Mas como todos os defeitos gananciosos são concedidos no Natal, ele pode ser agradavelmente acompanhado com um creme de mascarpone, creme inglês, também chocolate ou aromatizado com seu cítrico favorito.

Pode ser servido em fatias oblongas, ou opte pelo corte em estrela, muito mais espetacular. Em seguida, recomponha-o, cruzando os pontos das estrelas (recheie-o com o creme entre uma camada e outra, se quiser). As pontas salientes podem ser decoradas com granulado, furando-as com um pouco de gelo. E com delicadeza, você pode até colar as velinhas para comemorar um aniversário de Natal. Os mais exigentes podem aquecer as fatias no forno para passar um pouco de manteiga na hora de servir. 

Pandoro 

650 g de farinha de trigo
250 g de manteiga
200 g de açúcar
8 ovos
30 g de levedura fresca (fermento biológico)
1/2 copo de creme líquido
casca de 1 limão ralado
1 fava de baunilha (ou 1 ou 2 colheres de sopa de essência)
50 g de açúcar de confeiteiro.

Preparo: Coloque 75 g de farinha em uma tigela com 10 g de açúcar e esfarele o fermento, adicione uma gema de ovo e misture. Se a massa estiver muito firme, adicione um pouco de água morna. Misture bem os ingredientes e coloque o recipiente em um local quente para deixar a massa crescer por cerca de 2 horas.

Em seguida, adicione 160 g de farinha, 25 g de manteiga amolecida, 90 g de açúcar e 3 gemas à massa fermentada. Misture perfeitamente os ingredientes e coloque a massa para subir novamente por mais 2 horas. Em seguida, adicione 375 g de farinha, 40 g de manteiga amolecida, 75 g de açúcar, 1 ovo inteiro e três gemas. Amasse a massa novamente para misturar os ingredientes e deixe crescer novamente por 2 horas. Coloque a massa sobre uma mesa e trabalhe vigorosamente incorporando meio copo de creme, a casca ralada de limão e a pitada de baunilha. Agora pese a massa e calcule 150 g de manteiga para cada kg. Estenda a massa com um rolo e faça um quadrado que não seja muito largo, coloque cem pedaços de manteiga cortada em pedaços e não muito duro. Dobre a massa sobre a manteiga, desenrole-a e dobre-a em três, desenrole-a novamente e dobre-a em três. Deixe descansar por cerca de 30 minutos. Após esse tempo, abra a massa novamente, dobre-a em três, abra-a novamente, dobre-a em três e deixe descansar por mais 30 minutos. Coloque a massa sobre a mesa e amasse-a novamente por alguns minutos, vire-a e polvilhe-a com um pouco de farinha, se necessário. Faça duas bolas com a massa e coloque-as nos moldes prontos; a massa deve atingir cerca da metade da altura dos moldes. Coloque-os em um local quente para subir até que a massa atinja o nível do molde. Em seguida, coloque os moldes em um forno pré-aquecido a 190 ° por cerca de 40 minutos. No meio da cozedura, abaixe o fogo um pouco para cozinhar bem as sobremesas, mesmo sem colorir muito. Quando estiverem prontos, retire-os, coloque-os em um guardanapo e deixe esfriar. Polvilhe com açúcar de confeiteiro.

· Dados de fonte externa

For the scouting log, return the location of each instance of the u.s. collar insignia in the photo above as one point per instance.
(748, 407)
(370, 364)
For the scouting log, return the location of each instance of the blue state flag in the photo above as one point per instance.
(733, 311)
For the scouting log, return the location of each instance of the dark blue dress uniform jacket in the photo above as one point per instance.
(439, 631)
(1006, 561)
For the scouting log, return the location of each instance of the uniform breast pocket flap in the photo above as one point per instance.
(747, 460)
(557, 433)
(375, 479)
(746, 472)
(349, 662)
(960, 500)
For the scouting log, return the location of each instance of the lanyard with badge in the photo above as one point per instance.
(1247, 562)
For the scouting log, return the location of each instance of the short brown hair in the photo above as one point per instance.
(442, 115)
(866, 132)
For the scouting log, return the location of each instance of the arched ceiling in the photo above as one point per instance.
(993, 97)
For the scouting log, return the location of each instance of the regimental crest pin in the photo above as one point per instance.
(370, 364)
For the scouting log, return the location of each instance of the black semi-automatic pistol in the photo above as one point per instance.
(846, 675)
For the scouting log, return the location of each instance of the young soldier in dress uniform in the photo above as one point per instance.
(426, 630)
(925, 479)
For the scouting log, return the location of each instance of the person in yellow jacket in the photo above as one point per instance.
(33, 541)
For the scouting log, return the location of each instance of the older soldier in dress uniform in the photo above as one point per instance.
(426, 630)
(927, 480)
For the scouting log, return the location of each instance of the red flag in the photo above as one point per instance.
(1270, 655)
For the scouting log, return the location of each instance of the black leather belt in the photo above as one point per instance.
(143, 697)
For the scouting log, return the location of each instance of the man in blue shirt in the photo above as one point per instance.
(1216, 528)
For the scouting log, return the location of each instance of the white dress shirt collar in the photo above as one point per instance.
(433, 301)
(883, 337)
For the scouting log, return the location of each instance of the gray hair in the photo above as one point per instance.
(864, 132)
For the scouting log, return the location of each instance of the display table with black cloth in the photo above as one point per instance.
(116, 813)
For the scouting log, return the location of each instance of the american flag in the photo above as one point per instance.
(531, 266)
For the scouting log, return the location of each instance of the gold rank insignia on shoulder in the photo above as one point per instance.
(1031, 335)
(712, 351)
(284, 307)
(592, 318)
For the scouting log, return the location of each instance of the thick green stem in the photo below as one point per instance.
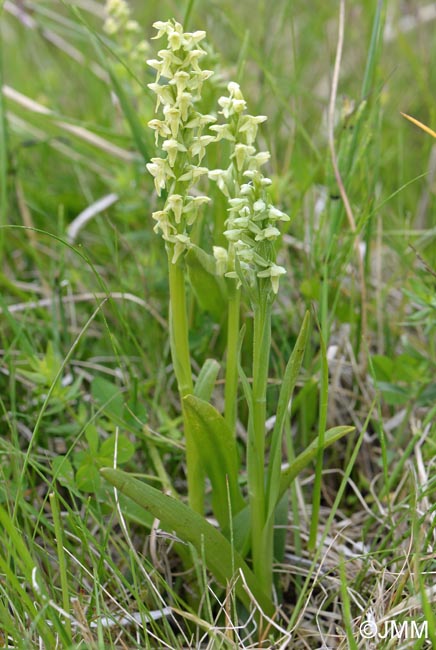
(262, 565)
(179, 341)
(231, 386)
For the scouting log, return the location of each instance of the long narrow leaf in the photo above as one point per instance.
(218, 455)
(221, 559)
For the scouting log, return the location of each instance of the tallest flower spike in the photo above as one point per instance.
(179, 130)
(251, 228)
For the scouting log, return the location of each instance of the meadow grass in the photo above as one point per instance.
(86, 369)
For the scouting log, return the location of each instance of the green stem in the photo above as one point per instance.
(231, 386)
(262, 564)
(179, 341)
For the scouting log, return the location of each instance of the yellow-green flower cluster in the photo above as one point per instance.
(251, 227)
(180, 132)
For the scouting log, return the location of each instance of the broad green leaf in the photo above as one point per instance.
(221, 559)
(125, 450)
(241, 522)
(209, 289)
(218, 455)
(287, 388)
(108, 395)
(206, 379)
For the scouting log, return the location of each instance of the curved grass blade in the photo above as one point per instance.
(241, 522)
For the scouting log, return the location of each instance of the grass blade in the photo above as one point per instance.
(221, 559)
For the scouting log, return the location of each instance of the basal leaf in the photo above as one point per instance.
(217, 449)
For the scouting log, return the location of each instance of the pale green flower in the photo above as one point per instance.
(249, 125)
(198, 147)
(160, 169)
(223, 131)
(161, 129)
(273, 272)
(222, 259)
(175, 203)
(179, 132)
(172, 148)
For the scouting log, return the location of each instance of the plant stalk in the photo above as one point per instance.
(231, 386)
(262, 564)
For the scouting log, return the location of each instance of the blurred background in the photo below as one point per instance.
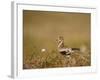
(42, 28)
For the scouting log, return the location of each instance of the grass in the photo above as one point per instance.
(54, 59)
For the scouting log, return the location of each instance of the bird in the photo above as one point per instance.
(64, 50)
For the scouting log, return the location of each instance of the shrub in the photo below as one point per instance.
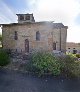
(43, 63)
(69, 66)
(4, 58)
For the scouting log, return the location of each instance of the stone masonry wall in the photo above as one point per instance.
(48, 35)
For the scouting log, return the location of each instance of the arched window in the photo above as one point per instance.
(37, 36)
(15, 35)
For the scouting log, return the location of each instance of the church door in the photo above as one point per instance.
(26, 45)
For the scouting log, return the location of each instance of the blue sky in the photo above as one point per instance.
(65, 11)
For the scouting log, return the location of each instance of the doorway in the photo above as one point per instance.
(26, 45)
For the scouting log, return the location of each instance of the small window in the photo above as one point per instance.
(68, 48)
(15, 35)
(27, 18)
(37, 36)
(21, 17)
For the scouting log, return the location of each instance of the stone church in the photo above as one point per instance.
(30, 36)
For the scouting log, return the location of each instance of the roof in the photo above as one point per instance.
(55, 25)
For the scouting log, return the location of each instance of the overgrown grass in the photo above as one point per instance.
(42, 63)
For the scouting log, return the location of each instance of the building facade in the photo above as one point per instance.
(29, 36)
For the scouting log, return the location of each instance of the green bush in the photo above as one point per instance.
(4, 58)
(43, 63)
(69, 66)
(78, 55)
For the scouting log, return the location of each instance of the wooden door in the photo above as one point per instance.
(27, 45)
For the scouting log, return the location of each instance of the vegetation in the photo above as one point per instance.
(42, 63)
(4, 58)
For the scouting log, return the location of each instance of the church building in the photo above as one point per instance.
(29, 36)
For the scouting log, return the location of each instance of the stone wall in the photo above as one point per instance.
(48, 35)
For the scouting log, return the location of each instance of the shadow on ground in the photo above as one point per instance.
(12, 81)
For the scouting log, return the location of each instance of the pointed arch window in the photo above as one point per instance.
(37, 36)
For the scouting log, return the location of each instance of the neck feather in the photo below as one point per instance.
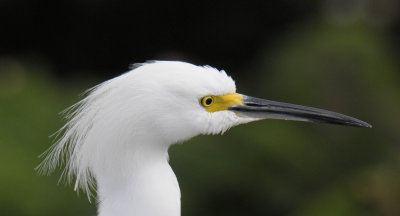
(139, 182)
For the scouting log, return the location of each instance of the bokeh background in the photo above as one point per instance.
(341, 55)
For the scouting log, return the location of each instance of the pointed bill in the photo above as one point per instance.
(266, 109)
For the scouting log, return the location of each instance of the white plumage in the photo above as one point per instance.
(117, 138)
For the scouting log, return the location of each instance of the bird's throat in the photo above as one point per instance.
(139, 186)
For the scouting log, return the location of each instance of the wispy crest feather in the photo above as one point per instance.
(70, 139)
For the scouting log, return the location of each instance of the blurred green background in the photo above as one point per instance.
(337, 55)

Outras Sugestões para servir e enfeitar o Pandoro

Sirva pandoro com zabaione, um creme italiano, ou com molho de chocolate, chantilly ou até mesmo sorvetes. Para criar um efeito festivo de arvore de natal corte o pandoro em fatias grossas horizontais e empilhe-os em ângulos, para dar a impressão dos ramos de um pinheiro.